Can someone tell me the current gun registration process. I was unable to find the online version. Was wondering if it changed again.  Is there still a 72 wait if you drop off the paperwork


----------



## Bobby Linton (Jan 6, 2018)

*Don't know*

If there is a way to do it online, it is news to me.  I had to go on post during business hours.  And don't try it with the gun you intend to register in your vehicle.  Also make sure you have registration, proof of insurance, and id to get on post as a visitor.


----------



## Bobby Linton (Jan 6, 2018)

From the isportsman site.......
Weapon registration is a one-time procedure for each weapon that you wish to bring onto the installation. A copy of the registration form must be retained with the firearm at all times when on the installation for authorized activities and shown to LE personnel upon request.  Weapon registration is handled by the Vehicle Registration Branch (VRB).  You can print and fill out the WEAPONS REGISTRATION FORM and bring to the VRB office, Bldg 226 on Ft Stewart, or Bldg 1286 on Hunter.  Or if you wish to fill out the form at the VRB office, you need to know the weapon serial number, type (handgun, rifle, shotgun, etc), make, model, finish, and caliber of each firearm you wish to register.


----------



## tracker12 (Jan 6, 2018)

I saw that.
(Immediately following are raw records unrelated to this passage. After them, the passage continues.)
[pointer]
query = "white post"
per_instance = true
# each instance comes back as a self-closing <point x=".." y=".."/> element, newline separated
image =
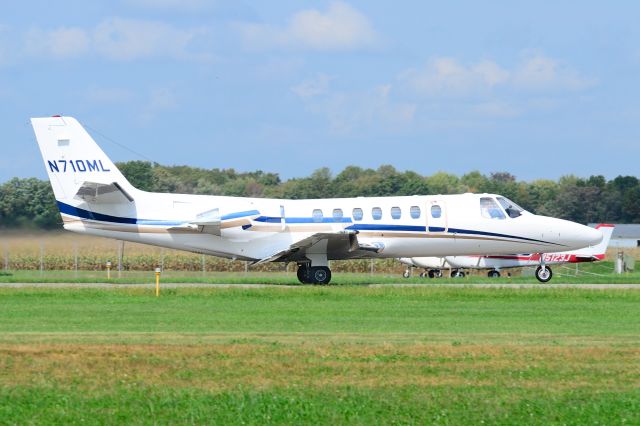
<point x="41" y="258"/>
<point x="120" y="256"/>
<point x="75" y="259"/>
<point x="619" y="265"/>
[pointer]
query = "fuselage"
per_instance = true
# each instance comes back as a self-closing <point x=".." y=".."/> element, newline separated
<point x="254" y="228"/>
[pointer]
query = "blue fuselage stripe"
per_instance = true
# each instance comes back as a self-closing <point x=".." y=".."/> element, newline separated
<point x="86" y="214"/>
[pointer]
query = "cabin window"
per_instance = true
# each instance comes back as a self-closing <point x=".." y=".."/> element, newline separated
<point x="512" y="209"/>
<point x="396" y="212"/>
<point x="317" y="215"/>
<point x="414" y="211"/>
<point x="489" y="209"/>
<point x="376" y="213"/>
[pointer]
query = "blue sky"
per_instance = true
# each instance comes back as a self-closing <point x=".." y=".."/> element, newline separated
<point x="540" y="89"/>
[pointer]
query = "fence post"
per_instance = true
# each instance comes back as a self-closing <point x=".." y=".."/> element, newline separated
<point x="75" y="259"/>
<point x="120" y="256"/>
<point x="41" y="258"/>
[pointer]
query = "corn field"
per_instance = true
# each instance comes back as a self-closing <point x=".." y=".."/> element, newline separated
<point x="66" y="251"/>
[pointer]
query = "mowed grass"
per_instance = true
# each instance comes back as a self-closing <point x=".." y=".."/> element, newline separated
<point x="312" y="355"/>
<point x="594" y="273"/>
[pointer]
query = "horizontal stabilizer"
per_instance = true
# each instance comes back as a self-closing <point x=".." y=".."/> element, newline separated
<point x="206" y="222"/>
<point x="102" y="193"/>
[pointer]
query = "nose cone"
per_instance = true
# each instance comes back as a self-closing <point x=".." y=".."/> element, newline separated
<point x="577" y="236"/>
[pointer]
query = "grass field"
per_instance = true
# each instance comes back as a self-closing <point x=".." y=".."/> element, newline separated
<point x="309" y="355"/>
<point x="595" y="273"/>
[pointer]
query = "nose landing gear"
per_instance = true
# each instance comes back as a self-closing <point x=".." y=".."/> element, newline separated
<point x="543" y="273"/>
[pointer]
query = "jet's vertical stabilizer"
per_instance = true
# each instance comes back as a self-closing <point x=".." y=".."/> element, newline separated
<point x="78" y="169"/>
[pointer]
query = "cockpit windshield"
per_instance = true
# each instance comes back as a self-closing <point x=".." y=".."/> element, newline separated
<point x="489" y="209"/>
<point x="512" y="209"/>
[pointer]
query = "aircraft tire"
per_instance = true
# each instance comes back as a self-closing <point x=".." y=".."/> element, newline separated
<point x="544" y="276"/>
<point x="303" y="274"/>
<point x="320" y="275"/>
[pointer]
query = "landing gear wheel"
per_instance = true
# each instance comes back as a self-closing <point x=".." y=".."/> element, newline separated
<point x="303" y="274"/>
<point x="320" y="275"/>
<point x="457" y="274"/>
<point x="543" y="274"/>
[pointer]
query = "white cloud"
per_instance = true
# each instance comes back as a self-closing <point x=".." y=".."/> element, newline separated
<point x="117" y="39"/>
<point x="315" y="86"/>
<point x="127" y="39"/>
<point x="172" y="5"/>
<point x="497" y="109"/>
<point x="64" y="42"/>
<point x="541" y="72"/>
<point x="347" y="112"/>
<point x="341" y="27"/>
<point x="109" y="95"/>
<point x="448" y="77"/>
<point x="160" y="100"/>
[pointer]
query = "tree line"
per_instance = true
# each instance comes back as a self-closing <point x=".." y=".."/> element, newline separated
<point x="29" y="203"/>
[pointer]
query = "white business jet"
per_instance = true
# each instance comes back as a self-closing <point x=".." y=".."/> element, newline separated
<point x="433" y="266"/>
<point x="95" y="198"/>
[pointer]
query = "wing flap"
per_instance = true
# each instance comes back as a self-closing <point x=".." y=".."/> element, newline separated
<point x="339" y="245"/>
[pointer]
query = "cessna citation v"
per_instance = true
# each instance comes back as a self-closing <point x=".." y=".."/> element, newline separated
<point x="95" y="198"/>
<point x="494" y="263"/>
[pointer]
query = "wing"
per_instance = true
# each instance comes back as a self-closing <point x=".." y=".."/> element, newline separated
<point x="337" y="245"/>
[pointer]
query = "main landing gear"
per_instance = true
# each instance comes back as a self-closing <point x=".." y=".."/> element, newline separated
<point x="313" y="274"/>
<point x="494" y="273"/>
<point x="543" y="273"/>
<point x="431" y="273"/>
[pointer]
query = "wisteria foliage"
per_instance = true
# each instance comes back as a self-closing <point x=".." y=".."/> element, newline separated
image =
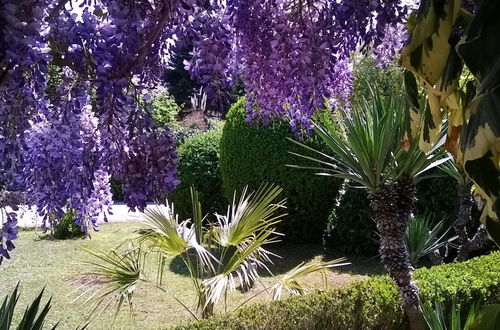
<point x="60" y="142"/>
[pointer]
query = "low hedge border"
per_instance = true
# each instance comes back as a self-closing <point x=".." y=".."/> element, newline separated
<point x="369" y="304"/>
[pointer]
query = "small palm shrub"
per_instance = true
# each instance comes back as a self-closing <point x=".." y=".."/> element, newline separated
<point x="198" y="166"/>
<point x="33" y="317"/>
<point x="422" y="239"/>
<point x="220" y="255"/>
<point x="369" y="304"/>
Last year there was a online process that I used.  But do not see the link there now.  I have a couple new hunters coming down with me in a couple weeks and was hoping there was not a 3 day waiting period


----------



## Killinstuff (Jan 6, 2018)

Hey Track, when you heading down?  I'll be there 1/20 for 4 days if the weather is stable and work doesn't screw me up.


----------



## tracker12 (Jan 6, 2018)

We are going to head done on the 15 th and hunt the rest of the week.  Also planning a trip in March


----------



## 95g atl (Jan 8, 2018)

subscribed.
on my bucket list to do.


----------



## tracker12 (Jan 8, 2018)

Well I finally got ahold of the Registration office.  They are working at getting an online registration set up but for now you have to go to the VRB and turn in your form.  Up to 72 hours before approval.


----------



## Bobby Linton (Jan 9, 2018)

I have been twice recently after new gun purchases.  I handed them the form and they handed it back complete in less than 10 minutes.  I was not aware there had ever been an online system.  I would hope they wouldn't make you wait 3 days.I see you live out of town.  I live just north of the base.  If you guys get here and need help or get stuck in the sand, feel free to pm me,. I will be hunting Friday thru Monday this coming weekend.


----------



## tracker12 (Jan 10, 2018)

Thanks for the offer. I emailed the form to a friend who dropped it off.  Should be ready when we get there.  Nice to know they processed it on the spot.


----------



## Bobby Linton (Jan 12, 2018)

Once again, as usual, I was wrong.  Went to register a new rifle today and was told there is a three day hold now on all new registrations. For a background check.  Every time you add a gun.  Didn't want anyone to think they could walk in and back out same day anymore.  They sure do make it simple.


----------



## cutty2704 (Feb 19, 2018)

Supposedly you can register at any army base and its good on all army bases. Its in there computer network. So they told me.


----------